Anita shifted in the leather chair. She shouldn’t feel uncomfortable explaining the situation to the attorney. “I don’t understand why my grandmother left it to me. Did she leave anything else? A…a letter or something?” Something to give her some answers.

“I’m sorry. No. ‘The property and everything therein.’ That’s all it says.” Carter glanced back down to the paper on the desk in front of him. “It does say ‘to my beloved granddaughter.’”

“Beloved? Really?” Anita held back a burst of anger, but her face still heated. “Did she say anything to you when she made the will? Anything about me?”

God, I sound needy.

“I took over the practice when the previous attorney retired. He’s the one who talked to your grandmother.” Carter glanced at her hands clasped in her lap. “You didn’t get along?”

“I never met her,” Anita snapped, then immediately regretted taking that tone. It wasn’t his fault her family was so dysfunctional. She took a deep breath. “I thought she was dead. My mother told me she died before I was born.”

If she could believe her mother, her grandfather had died in the war—which war, she’d never specified. But obviously, her mother had been a bald-faced liar. Was it true her grandmother lived here by herself for over sixty years? Or had her grandfather lived here some of that time also? What could she believe? Was there truth to anything her mother had told her?
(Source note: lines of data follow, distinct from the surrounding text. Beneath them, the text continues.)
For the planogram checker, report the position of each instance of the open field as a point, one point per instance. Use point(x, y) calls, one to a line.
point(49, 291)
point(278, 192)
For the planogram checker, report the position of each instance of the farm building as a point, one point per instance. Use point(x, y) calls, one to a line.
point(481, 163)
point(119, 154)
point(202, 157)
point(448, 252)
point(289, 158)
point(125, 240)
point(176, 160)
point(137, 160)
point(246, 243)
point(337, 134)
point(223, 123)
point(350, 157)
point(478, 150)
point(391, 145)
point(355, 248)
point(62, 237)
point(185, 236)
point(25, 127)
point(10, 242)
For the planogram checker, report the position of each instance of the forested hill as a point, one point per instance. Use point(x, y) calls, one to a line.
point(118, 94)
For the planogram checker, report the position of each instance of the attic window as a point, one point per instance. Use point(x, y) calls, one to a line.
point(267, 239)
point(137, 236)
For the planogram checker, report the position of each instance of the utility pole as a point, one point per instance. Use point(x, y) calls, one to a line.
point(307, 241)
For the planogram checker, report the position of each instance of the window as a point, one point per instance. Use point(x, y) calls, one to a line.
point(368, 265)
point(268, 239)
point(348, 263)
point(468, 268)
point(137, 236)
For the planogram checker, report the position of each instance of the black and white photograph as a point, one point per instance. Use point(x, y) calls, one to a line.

Carter frowned as if he heard her thoughts. “She lived alone in that house for as long as I can remember. I heard she had a daughter, but she must have moved out before I was old enough to remember her. I’ll bet my parents knew her. I mean, they knew Aggie, too, but they would be more your mother’s age. I can ask them.”
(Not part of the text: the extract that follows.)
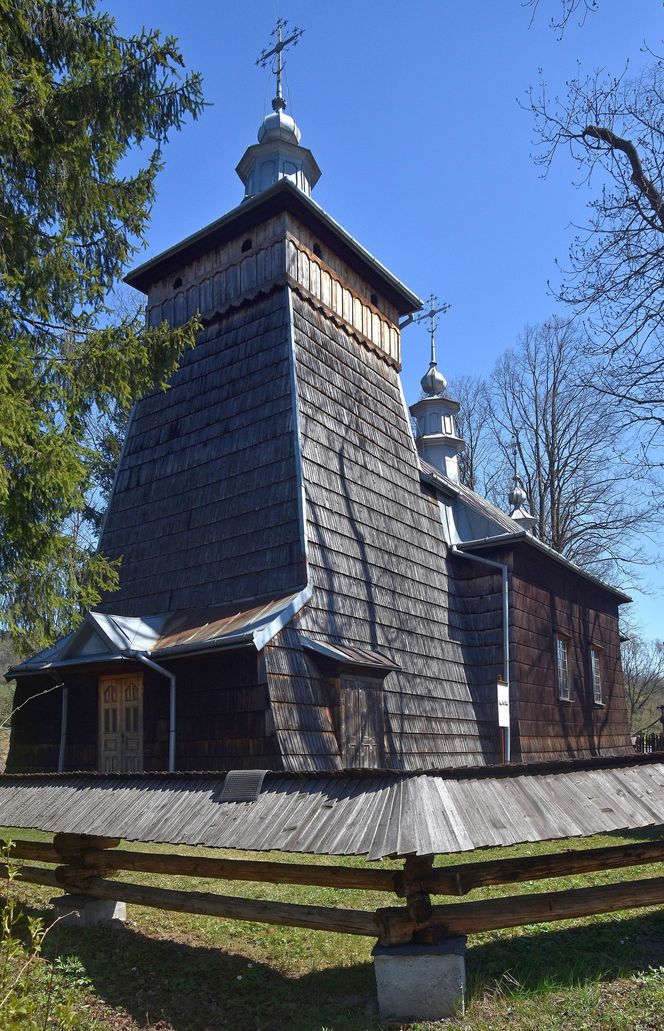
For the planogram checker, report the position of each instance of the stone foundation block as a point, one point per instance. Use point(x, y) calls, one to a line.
point(81, 910)
point(421, 983)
Carter held out the keys, but she couldn’t seem to bring herself to reach out and take them. “There’s nothing I want to ask about my mother. I know everything I need to know.”

“She’s still alive?”

“Yes.”

“Sorry, I assumed if your grandmother left you everything, it was because your mother was deceased.”

“There was bad blood between them.” That was an understatement.
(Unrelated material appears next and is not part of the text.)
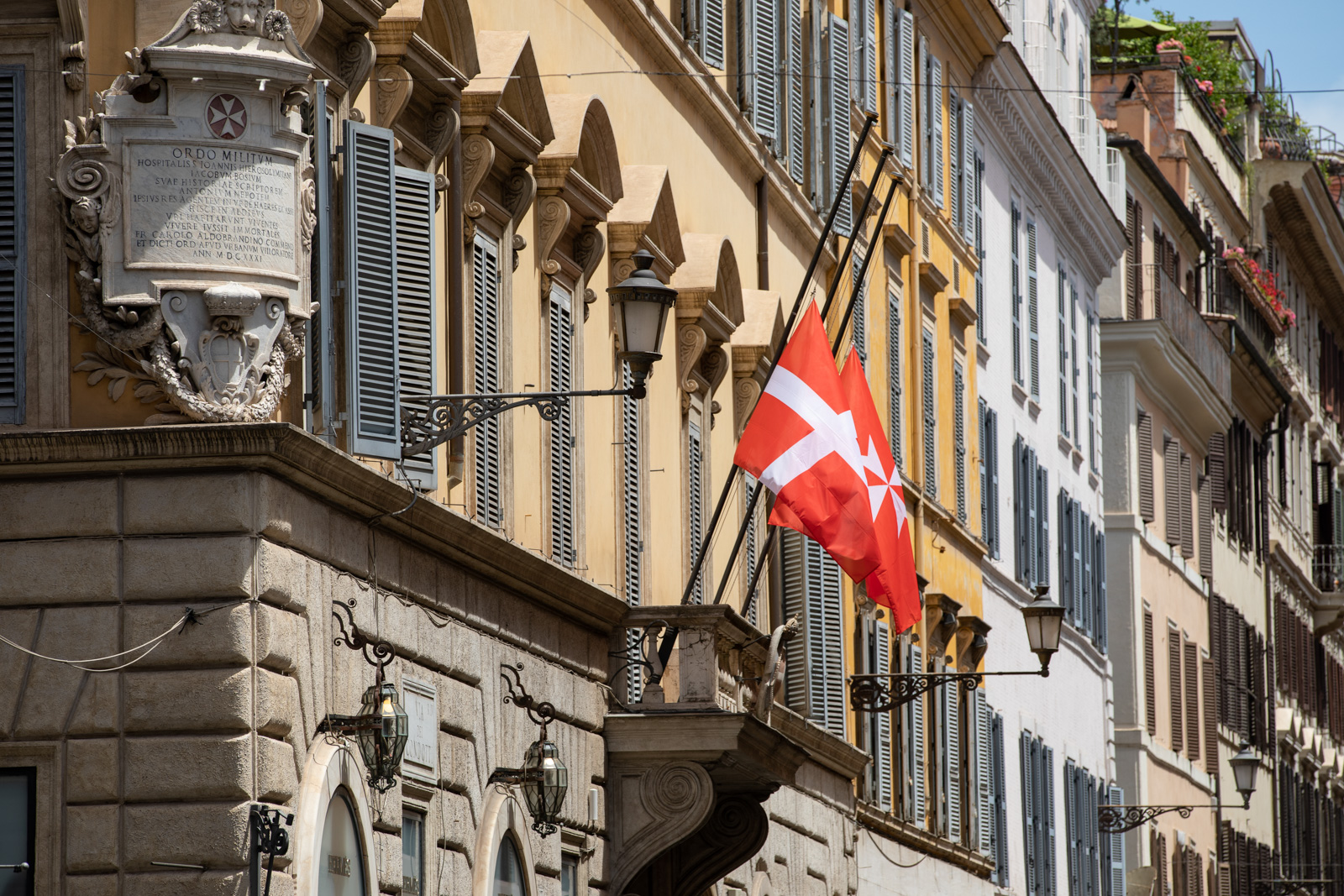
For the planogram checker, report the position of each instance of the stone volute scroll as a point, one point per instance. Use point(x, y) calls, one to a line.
point(188, 210)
“Families can be complicated,” Carter said smoothly.

“Didn’t my grandmother still have money in the bank?” If she did, she probably left it to a charity, not her daughter.

“I’m afraid there were no other assets. No safety deposit box. No stocks. Nothing in the bank. Evidently, she’d withdrawn it all over the past few years. She didn’t have any money left.”

So her grandmother had outlived her assets. That didn’t bode well for the condition of the house. Anita accepted the keys. “It was nice to meet you, Carter Colburn. Thank you for taking care of this.”

“If I can be of any other help, please let me know.”

“That’s what your brother said, too.”

“Noah loves to work on old houses. I’m sure he’d be happy to help with whatever you might need.”

“I’ll think about it.” Anita shooed away the racy thoughts of what she might need from Noah. Now wasn’t the time. But would asking for Noah’s help on the house be the gateway to spending the month together?

The Colburn and Sons Salvage truck was still parked next door when she returned from the lawyer’s. She was tempted to walk over and see what Noah was up to. She might be able to catch a glimpse of him flexing his muscles and working with his talented hands. And she could drop a hint about that fling.